Bruna, Borges e o Outro
Onze de Agosto de 2001.Biblioteca Nacional em Buenos Aires.A palestra por se iniciar. No saguão, enquanto uns fumavam e outros contemplavam a galeria com as fotos dos imortais, um jovem brasileiro cochicha no ouvido da namorada: “Quem é este tal de Borges?”
A palestra versaria sobre o centenário de nascimento de outro argentino ilustre, o pensador e humanista Carlos Bernardo González Pecotche.
Recordei-me da linda atriz brasileira que se transformara em escritora e que numa infeliz entrevista dissera que nunca ouvira falar de Fernando Pessoa que eu conhecera tardiamente, em setenta e dois, como o poeta argentino, em noventa e dois. Quanta perda de tempo! Tempo perdido não volta mais, ele flui como o rio de Heráclito e a areia que desce firme e decidida na ampulheta.
Por muito tempo achei que àquele jovem iletrado faltava muita coisa. Depois compreendi que todos fomos iletrados um dia - se ainda não o somos - , e muitos tiveram paciência conosco. Bondade, mais bondade é o que faz falta; palavras mágicas que ecoavam em meus ouvidos há muito tempo, e que eu deveria ter lido nuns escritos de González Pecotche. Se eu não tenho paciência com os outros, como poderiam tê-la comigo? A Natureza ensina paciência. O sol ensina paciência.

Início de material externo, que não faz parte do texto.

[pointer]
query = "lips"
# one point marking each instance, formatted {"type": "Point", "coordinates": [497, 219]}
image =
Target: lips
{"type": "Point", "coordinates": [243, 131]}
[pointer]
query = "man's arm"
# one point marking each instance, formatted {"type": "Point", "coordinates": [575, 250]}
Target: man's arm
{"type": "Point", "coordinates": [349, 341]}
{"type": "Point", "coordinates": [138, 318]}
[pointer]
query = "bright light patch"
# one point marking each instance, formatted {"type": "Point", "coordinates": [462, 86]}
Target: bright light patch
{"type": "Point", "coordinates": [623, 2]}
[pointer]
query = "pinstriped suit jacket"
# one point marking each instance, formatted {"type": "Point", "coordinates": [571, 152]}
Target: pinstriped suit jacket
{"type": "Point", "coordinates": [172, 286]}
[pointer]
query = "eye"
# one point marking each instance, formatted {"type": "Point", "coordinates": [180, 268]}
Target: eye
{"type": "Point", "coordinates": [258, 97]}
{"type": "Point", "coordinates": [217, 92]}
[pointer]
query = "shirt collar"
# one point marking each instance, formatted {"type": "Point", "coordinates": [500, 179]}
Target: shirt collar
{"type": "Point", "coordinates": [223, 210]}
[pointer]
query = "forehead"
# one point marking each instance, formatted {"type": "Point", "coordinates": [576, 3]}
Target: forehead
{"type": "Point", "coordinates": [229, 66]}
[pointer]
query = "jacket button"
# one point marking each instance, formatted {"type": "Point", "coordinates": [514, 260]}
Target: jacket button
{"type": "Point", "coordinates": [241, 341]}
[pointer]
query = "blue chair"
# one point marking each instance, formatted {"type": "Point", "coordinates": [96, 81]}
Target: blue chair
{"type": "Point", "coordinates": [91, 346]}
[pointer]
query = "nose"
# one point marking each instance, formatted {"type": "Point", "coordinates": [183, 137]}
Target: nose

Recordei-me do Livro de Areia, do Outro, onde Borges maduro encontrava com o outro Borges, o jovem, em 1969, ao norte de Boston, em Cambridge, e os dois conversam sobre a eternidade, a juventude, a velhice, a morte e a arte. Falam da família, do pai morto e seus gracejos contra a fé, o defunto com uma mão de criança sobre a mão de um gigante, e um Jesus a falar como um gaúcho através de parábolas, para não se comprometer.
Borges deixou um exemplo grandioso: a criação não depende dos olhos sãos, do computador ou da parafernália eletrônica. Foi capaz de produzir a parte ponderável de sua obra depois de adentrar a escuridão, desmistificando a idéia de que a tecnologia e a visão física perfeita pudessem trazer uma felicidade completa. Borges criou e sobreviveu, apesar da cegueira, como Cervantes, apesar da prisão.
O maior cego não é o que não pode ver, mas o que não quer entender.
Falaram sobre livros e sobre Whitman – o incapaz de mentir -. Num de seus poemas, Walt Whitman descreve a desconcertante experiência ao assistir a uma palestra de um grande astrônomo que apresentava seus gráficos, números, mapas, diagramas, e se enfastia, se aborrece com aquelas explicações acadêmicas, saindo, então, do auditório, e, à rua, “no ar úmido e místico da noite” pode olhar, “em perfeito silêncio, para as estrelas”.
A expressiva lição da realidade da infinitude do Universo que nos cerca bem como do mundo mental que a tudo interpenetra e compõe deveria ser muito mais bela e instrutiva do que a mera racionalidade pudesse descrever. ”Não posso conceber nenhum ser mais maravilhoso que o homem”, dizia o poeta da meia – noite, do sono, da morte e das estrelas, que se autoconsiderava uma espécie de deus libertador americano.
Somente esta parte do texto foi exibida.